Draw fake smiles on their faces.
Everyday the same.
They follow the rules, they say their graces.
Following the mob.
Giving into the nonsense.
Never trying to stop.
Blind to the world around them.
Of the fresh air they could breath.
But with their lives they are content.
They devour the weak
And try to tear down the strong
Thinking that one day “I will find what I seek”
But you will not find it A/Ab D Dmaj7 D7
Not if you're living the life
That someone crafted for you
You never worked a hard day in your life
Always accepting the lies
Never see through their disguise
Everything is different A/Ab Bm7 E7 A
When you look through the eyes
Of a starving child on the street
Or you meet
With callouses on his hands
Whose worked every day
In the fields of Zimbabwe
You will be humbled
To see the face
Of a boy in New York
Beaten because of his race
But you don't see all of these things A/Ab Bm7 B7 E7 D
You just want your next check
Why worry about the outside world
When nobody's at your neck?
Zombies. A/Ab D Dmaj7 D7
|08-07-2013, 11:54 AM||#2|
Days, I feel it...
Join Date: Jul 2011
The zombies. They're us.
No, really, they literally are supposed to be us. Using zombies as a metaphor is a huge, steaming cliché, especially since the modern zombie was invented as a commentary on modern consumerist society in the first place. Call me a cynic, but these vague, garden-variety "there are things wrong with the world and everyone must know" pieces generally come off disingenuous, unless they're done really well.
There's some redundancy here, in a way that hobbles the pace and makes the piece shamble along lazily, probably while croaking "braaaaaiiiinsss". "They follow the rules", then two lines later, "following the mob".
The rhymes here are usually kind of forced ("mob/stop", "faces/graces"- try "places", maybe? "weak/seek", "life/strife"), although "face/race" and "check/neck" work okay. Things pick up with "Everything is different", when you break from that couplet format for a bit.
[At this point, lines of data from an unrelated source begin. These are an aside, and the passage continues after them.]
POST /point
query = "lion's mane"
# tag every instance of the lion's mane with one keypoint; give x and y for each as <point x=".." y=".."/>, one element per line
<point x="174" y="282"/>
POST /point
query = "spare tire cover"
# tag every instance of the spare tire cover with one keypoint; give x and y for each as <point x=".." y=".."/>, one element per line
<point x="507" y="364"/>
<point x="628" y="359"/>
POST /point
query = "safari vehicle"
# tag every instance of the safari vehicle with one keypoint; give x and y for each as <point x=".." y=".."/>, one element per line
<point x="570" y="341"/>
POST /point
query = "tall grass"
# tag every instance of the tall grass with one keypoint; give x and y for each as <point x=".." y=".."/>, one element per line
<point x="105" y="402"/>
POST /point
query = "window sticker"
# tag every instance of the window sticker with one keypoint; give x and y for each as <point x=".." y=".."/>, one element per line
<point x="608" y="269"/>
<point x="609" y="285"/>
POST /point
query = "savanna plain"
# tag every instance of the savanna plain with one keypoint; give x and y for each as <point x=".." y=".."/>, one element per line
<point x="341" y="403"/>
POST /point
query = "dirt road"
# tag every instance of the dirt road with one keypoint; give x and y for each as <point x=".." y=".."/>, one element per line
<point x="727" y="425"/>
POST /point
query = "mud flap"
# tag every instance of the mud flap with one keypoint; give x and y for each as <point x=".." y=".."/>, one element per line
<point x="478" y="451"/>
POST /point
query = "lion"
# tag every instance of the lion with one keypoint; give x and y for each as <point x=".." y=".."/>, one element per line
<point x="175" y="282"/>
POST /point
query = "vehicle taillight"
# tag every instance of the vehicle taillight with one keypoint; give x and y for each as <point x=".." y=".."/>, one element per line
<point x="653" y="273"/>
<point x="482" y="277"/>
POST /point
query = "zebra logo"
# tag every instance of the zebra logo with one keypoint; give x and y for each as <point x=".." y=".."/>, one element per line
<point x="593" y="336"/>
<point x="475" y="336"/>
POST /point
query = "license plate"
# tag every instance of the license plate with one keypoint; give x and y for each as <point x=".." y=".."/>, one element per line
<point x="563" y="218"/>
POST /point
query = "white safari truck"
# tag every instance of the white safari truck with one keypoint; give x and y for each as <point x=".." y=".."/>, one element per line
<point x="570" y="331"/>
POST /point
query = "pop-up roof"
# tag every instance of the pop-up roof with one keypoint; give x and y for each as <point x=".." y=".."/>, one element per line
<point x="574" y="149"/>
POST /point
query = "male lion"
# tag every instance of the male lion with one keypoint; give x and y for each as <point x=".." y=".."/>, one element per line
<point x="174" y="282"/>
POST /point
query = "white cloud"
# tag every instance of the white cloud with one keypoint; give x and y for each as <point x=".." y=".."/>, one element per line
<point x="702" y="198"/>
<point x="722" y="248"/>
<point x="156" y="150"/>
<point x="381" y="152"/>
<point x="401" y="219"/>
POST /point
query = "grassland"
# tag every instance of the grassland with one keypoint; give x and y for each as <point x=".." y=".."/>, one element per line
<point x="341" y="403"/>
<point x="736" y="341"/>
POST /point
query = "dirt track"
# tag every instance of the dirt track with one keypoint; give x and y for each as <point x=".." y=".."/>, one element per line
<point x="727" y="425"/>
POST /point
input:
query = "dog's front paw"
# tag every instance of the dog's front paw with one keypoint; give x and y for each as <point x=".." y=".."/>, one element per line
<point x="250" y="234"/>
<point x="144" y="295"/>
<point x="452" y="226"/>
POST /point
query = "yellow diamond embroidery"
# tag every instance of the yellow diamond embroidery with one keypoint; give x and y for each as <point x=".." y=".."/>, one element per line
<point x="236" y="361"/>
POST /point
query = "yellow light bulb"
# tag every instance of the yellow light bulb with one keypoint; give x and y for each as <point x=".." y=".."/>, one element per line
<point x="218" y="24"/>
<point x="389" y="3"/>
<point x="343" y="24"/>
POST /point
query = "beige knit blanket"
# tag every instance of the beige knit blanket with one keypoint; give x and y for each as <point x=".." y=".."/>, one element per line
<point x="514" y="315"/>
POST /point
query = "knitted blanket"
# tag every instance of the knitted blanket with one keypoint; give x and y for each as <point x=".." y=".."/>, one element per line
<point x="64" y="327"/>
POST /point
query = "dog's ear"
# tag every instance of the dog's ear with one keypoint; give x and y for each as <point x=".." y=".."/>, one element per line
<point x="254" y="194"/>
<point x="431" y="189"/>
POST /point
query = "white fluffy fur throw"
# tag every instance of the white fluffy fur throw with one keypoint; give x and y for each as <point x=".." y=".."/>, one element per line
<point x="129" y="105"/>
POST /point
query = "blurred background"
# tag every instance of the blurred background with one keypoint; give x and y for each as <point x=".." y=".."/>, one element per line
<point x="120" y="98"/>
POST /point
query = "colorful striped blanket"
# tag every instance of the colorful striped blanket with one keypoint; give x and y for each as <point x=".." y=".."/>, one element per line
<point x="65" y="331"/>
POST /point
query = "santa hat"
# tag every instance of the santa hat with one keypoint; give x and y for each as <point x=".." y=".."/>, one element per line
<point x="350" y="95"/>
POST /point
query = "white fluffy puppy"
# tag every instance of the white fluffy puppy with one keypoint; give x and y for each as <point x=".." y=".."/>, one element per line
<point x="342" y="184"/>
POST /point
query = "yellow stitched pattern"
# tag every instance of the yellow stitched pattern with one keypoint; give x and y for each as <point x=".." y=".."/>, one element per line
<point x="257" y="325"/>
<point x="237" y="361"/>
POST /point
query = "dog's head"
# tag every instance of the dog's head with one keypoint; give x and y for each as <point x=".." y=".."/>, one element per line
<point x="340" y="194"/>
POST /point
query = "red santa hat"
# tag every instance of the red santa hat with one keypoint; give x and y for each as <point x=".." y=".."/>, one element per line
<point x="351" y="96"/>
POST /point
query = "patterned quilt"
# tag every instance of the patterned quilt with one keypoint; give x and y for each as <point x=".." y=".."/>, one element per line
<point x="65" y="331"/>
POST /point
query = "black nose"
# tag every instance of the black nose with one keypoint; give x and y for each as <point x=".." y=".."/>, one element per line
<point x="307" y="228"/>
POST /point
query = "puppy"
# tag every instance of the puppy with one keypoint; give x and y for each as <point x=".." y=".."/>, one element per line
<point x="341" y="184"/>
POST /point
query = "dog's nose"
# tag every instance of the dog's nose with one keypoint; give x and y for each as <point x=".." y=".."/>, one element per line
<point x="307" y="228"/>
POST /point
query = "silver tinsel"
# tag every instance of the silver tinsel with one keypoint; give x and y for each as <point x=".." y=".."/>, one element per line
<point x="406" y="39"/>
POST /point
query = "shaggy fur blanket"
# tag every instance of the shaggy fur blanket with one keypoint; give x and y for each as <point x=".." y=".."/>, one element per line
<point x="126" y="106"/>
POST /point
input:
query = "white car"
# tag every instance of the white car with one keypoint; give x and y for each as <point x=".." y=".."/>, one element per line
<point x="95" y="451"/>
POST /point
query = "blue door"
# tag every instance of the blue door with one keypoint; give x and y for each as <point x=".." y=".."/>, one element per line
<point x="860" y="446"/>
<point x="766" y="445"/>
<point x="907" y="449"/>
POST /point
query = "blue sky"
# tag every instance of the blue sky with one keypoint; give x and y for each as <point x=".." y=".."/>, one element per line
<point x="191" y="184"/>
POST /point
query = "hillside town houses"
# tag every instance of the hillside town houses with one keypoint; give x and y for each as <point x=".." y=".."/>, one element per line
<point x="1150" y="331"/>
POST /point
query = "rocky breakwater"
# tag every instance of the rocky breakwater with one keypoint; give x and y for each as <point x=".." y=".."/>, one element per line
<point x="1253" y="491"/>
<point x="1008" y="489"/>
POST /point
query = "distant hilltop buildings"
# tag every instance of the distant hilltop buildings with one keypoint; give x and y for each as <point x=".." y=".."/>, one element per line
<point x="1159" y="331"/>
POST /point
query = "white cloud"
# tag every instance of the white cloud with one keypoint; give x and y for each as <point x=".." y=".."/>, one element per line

There's just too much stale imagery in this song to work. The generic social justice, the cheap rhymes, and zombie theme, are just shambling undead corpses of writing that need to be put back in their graves before they stink things up.
If you're reading this, it means UG still has this, but not a :sam: smiley.
|08-09-2013, 09:51 PM||#3|
Join Date: Feb 2009
I second this. If you read this from "Everything is different" on then it becomes a decent poem but everything before that drags and I think to myself, I remember the million times I have read this poem before-- and even written on a few adolescent occasions.
In my opinion.... cut off the first 2/3 of this and just use the final third. It is much more powerful that way.